Apabila suami ingin meninggalkan istri dengan waktu yang lama, maka termasuk kesalahan yang dilakukan suami dalam berumah tangga. Hal ini bertentangan dengan perintah Allah.
2 Faktor Sebab Keadaan Suami Meninggalkan Istri
Suami yang meninggalkan istrinya memiliki dua faktor atau sebab keadaan, yaitu:
1. Meninggalkan keluarga karena udzur
Udzur disini memiliki arti seperti niat suami yang ingin mencari nafkah atau memenuhi kebutuhan lain.
Seorang istri yang dihadapkan dengan kondisi udzur seperti ini, maka istri tidak berhak untuk melarang suaminya pergi dan mengharuskan suaminya untuk segera pulang atau hak untuk melakukan hubungan badan.
Pendapat ini dijelaskan dalam mazhab hambali, yaitu:
Al-Buhuti menjelaskan, “Ketika suami melakukan safar meninggalkan istrinya karena udzur atau ada hajat, maka hak gilir dan hubungan untuk istri menjadi gugur. Meskipun safarnya lama, karena udzur.”
(Kasyaf al-Qana’, 5/192).
Apabila istri keberatan, maka istri dapat meminta cerai pada suami. Demikian juga suami, berhak melepaskan sang istri, ketika ia merasa apa yang diperbuatnya mengkhawatirkan/membahayakan istrinya.
Hal ini lebih disebabkan karena tidak ada sang suami untuk menjaga istrinya. Namun sebaiknya pahami dulu, hukum talak dalam Agama Islam, seperti apa?
Allah berfirman, Janganlah kamu pertahankan mereka untuk memberi kemudharatan, karena dengan demikian kamu menganiaya mereka.. (QS. al-Baqarah: 231)
2. Meninggalkan keluarga tanpa udzur
Suami yang meninggalkan keluarganya tanpa udzur, maka istri berhak menuntut untuk segera kembali pulang. Jadi bagi seorang istri memiliki hak yang harus didapatkan dan dipenuhi dari suaminya.

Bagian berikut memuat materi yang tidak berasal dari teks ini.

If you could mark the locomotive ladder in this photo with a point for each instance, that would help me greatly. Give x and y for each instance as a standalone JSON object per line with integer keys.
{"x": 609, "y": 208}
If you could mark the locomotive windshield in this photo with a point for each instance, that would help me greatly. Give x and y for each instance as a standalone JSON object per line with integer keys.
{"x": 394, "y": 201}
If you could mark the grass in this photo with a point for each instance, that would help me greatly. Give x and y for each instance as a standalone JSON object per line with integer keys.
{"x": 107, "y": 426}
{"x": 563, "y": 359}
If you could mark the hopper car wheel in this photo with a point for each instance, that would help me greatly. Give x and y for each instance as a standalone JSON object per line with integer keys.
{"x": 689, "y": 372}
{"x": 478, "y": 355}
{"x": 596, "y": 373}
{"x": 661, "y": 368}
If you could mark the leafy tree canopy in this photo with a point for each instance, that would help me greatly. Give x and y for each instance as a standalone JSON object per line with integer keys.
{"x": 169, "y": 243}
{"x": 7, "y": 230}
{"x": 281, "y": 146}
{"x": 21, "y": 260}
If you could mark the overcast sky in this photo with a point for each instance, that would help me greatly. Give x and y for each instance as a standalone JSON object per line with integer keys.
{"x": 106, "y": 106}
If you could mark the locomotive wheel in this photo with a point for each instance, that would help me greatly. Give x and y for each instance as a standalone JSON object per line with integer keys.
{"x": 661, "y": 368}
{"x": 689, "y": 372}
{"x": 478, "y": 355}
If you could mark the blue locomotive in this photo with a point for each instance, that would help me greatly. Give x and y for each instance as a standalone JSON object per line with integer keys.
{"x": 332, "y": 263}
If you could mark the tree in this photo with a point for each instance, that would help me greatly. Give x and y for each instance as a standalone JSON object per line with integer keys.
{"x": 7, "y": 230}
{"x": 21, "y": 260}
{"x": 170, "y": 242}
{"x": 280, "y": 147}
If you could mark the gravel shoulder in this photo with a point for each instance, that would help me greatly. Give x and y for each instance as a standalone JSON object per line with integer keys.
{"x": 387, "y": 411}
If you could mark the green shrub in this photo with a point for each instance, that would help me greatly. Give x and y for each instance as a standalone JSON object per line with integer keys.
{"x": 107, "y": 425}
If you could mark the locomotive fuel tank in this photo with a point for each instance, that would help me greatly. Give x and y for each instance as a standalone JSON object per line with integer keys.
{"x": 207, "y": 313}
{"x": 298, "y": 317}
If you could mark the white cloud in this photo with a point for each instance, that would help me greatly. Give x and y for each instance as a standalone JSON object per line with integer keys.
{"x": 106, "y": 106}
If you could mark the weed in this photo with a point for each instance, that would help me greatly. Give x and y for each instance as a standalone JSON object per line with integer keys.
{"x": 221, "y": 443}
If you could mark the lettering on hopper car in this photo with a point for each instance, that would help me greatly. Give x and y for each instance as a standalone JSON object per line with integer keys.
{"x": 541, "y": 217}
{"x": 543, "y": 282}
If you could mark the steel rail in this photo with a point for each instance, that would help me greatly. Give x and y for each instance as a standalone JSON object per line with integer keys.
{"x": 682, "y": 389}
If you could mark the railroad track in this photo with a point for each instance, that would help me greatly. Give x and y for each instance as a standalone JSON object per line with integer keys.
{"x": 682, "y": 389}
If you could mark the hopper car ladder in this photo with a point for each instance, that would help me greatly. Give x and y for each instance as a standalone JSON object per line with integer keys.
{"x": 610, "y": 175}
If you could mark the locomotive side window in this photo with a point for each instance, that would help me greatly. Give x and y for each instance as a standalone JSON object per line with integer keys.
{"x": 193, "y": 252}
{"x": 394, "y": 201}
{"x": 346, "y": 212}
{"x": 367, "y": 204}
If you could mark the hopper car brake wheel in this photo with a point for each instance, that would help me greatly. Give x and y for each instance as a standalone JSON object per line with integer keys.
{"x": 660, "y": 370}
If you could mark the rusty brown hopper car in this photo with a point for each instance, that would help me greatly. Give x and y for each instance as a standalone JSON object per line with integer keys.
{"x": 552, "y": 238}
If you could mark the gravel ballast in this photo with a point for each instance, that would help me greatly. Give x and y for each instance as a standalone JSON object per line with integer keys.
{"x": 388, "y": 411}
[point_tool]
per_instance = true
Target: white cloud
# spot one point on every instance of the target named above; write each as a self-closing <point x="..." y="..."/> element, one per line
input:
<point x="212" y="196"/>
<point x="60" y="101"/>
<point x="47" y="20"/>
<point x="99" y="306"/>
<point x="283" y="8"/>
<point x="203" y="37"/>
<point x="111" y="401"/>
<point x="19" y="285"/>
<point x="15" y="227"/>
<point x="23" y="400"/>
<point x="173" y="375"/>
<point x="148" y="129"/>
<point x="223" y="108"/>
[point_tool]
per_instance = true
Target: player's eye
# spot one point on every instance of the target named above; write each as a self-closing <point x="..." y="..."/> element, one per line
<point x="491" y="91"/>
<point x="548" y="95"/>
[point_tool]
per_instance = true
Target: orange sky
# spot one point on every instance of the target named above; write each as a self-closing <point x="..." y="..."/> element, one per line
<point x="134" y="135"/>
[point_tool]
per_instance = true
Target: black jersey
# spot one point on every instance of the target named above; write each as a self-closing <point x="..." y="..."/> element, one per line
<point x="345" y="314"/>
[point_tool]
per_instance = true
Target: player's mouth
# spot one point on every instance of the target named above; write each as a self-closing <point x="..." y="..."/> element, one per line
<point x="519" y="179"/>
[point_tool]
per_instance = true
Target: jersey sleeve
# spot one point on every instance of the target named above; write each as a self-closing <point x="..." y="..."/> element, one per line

Untuk rentang waktu yang diperuntukkan bagi suami yang akan melakukan safar dan meninggalkan istrinya batas maksimalnya adalah enam bulan saja.
Para ulama mengemukakan apabila suami meninggalkan istri lebih dari enam bulan, maka istri memiliki hak untuk menggugat cerai dipengadilan.
Seperti apa yang disampaikan Al-Buhuti yang tercantum dalam (Kasyaf al-Qana’, 5/193), disampaikan bahwa:
Jika suami safar tidak memiliki udzur yang menghalangi dia untuk pulang, sementara dia pergi selama lebih dari 6 bulan, lalu istri nuntut agar suami pulang, maka wajib bagi suami untuk pulang.
Ibnu Qudamah menyebutkan riwayat dari Imam Ahmad,
Imam Ahmad bin Hambal pernah ditanya, “Berapa lama seorang suami boleh safar meninggalkan istrinya?” beliau menjawab, “Ada riwayat, maksimal 6 bulan.”
(al-Mughni, 8/143).
Demikian yang bisa kita pahami tentang hukum suami menceraikan istri saat hamil? Jangan sampai mendapat azab suami durhaka kepada istri.
Sebaiknya kita memahami banyak hal sebelum berintdak, dan semoga kita terhindar dari rencana perceraian. Aamiin.